Far from any increase of revenue in their hands, I find, by a report of
M. Vernier, from the Committee of Finances, of the second of August
last, that the amount of the national revenue, as compared with its
produce before the Revolution, was diminished by the sum of two hundred
millions, or _eight millions sterling_, of the annual
income,--considerably more than one third of the whole.
If this be the result of great ability, never surely was ability
displayed in a more distinguished manner or with so powerful an effect.

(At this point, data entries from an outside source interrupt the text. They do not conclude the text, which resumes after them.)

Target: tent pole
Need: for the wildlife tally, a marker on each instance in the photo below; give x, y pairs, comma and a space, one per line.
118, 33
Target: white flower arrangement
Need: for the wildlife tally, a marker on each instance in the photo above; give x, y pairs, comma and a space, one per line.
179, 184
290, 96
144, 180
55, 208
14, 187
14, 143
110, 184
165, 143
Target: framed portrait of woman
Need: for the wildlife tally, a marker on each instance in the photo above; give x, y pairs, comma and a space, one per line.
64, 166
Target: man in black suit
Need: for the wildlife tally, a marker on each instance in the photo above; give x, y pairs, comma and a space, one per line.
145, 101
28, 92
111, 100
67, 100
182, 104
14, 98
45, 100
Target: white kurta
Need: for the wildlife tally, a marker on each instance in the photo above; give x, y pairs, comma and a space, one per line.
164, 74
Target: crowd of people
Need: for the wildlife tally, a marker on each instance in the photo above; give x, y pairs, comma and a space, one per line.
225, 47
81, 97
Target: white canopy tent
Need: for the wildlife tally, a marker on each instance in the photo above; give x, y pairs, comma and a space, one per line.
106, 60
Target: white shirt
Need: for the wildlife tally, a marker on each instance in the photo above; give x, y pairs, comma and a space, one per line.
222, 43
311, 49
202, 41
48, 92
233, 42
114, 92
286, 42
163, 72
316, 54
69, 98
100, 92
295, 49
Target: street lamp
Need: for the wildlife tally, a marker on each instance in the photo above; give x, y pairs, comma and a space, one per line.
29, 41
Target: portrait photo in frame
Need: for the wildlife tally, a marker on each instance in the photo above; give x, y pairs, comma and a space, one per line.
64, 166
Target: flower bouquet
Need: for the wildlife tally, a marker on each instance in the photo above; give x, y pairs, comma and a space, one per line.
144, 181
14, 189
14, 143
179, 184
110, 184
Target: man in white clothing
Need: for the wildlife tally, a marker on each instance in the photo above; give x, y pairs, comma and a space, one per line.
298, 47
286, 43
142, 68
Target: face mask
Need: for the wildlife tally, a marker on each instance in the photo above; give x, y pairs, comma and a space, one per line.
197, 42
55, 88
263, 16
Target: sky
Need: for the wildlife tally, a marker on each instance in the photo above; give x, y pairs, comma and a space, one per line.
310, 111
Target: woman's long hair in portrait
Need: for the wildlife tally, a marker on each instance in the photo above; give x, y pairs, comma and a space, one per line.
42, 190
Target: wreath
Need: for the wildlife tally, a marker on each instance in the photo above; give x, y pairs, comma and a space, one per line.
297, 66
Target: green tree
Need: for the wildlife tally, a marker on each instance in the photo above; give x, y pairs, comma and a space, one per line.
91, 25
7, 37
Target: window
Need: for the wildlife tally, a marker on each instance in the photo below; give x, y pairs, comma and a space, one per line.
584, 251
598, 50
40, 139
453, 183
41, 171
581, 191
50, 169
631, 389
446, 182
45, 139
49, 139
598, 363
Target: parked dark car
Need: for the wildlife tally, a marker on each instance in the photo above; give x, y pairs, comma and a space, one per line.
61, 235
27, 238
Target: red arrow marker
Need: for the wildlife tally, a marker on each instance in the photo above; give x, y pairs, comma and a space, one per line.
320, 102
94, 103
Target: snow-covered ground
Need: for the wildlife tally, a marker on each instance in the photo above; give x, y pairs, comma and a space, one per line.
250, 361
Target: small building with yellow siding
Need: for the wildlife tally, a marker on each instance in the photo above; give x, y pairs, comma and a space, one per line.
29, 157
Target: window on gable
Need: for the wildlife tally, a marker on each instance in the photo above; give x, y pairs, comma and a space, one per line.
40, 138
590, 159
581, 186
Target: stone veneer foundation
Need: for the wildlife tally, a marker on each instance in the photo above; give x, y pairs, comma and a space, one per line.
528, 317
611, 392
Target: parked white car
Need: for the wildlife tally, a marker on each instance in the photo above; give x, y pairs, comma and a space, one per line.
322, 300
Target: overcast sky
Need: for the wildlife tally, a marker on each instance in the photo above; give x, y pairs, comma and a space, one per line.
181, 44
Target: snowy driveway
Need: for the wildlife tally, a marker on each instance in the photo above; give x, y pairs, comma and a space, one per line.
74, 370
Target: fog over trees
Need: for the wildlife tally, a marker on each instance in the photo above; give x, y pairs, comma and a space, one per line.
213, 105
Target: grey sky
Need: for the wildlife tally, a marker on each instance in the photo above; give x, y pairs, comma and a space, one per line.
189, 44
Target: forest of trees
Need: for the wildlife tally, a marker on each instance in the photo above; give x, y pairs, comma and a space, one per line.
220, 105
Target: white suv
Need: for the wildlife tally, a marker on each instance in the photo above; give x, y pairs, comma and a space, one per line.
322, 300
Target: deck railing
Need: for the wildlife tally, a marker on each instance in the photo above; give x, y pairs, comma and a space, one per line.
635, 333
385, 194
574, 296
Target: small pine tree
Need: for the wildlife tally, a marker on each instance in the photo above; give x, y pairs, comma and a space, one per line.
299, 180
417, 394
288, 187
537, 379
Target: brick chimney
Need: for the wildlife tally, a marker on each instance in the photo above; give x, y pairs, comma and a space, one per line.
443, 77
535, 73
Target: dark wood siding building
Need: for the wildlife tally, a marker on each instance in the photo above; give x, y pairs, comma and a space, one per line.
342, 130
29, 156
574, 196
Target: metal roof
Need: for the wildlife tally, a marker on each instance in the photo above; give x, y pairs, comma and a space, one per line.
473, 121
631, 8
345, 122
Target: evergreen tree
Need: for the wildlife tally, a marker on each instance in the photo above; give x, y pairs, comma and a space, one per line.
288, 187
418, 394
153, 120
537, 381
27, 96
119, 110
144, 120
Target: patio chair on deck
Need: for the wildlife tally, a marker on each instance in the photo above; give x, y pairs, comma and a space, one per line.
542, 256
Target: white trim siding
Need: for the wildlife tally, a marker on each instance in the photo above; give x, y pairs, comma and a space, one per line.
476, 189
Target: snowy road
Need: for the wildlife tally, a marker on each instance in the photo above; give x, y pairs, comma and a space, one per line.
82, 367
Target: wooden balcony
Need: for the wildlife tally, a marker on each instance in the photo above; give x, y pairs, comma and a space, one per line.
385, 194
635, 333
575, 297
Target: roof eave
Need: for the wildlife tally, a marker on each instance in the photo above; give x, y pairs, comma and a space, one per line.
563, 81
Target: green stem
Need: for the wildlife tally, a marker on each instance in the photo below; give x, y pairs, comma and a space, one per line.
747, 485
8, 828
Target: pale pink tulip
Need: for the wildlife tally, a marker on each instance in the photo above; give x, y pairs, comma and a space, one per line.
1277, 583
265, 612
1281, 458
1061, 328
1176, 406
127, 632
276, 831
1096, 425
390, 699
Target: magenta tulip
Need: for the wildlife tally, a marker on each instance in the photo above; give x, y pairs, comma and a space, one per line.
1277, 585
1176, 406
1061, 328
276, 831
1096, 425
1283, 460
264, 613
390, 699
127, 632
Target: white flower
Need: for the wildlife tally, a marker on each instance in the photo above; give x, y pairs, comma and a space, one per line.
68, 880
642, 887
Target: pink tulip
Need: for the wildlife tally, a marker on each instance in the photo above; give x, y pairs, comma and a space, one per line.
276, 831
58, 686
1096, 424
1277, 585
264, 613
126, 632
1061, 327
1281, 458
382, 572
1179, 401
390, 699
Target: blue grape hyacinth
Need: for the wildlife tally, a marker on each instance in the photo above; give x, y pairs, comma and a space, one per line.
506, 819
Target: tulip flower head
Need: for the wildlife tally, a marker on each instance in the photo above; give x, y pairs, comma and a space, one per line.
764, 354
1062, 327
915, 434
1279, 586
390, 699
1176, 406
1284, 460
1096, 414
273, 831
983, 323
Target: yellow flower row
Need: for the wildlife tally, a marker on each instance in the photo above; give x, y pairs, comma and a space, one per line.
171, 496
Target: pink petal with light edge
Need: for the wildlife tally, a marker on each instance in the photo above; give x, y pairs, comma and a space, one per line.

No common folly, no vulgar incapacity, no ordinary official negligence,
even no official crime, no corruption, no peculation, hardly any direct
hostility, which we have seen in the modern world, could in so short a
time have made so complete an overthrow of the finances, and, with them,
of the strength of a great kingdom.--_Cedo qui vestram rempublicam
tantam amisistis tam cito?_
The sophisters and declaimers, as soon as the Assembly met, began with
decrying the ancient constitution of the revenue in many of its most
essential branches, such as the public monopoly of salt. They charged
it, as truly as unwisely, with being ill-contrived, oppressive, and
partial. This representation they were not satisfied to make use of in
speeches preliminary to some plan of reform; they declared it in a
solemn resolution or public sentence, as it were judicially passed upon
it; and this they dispersed throughout the nation.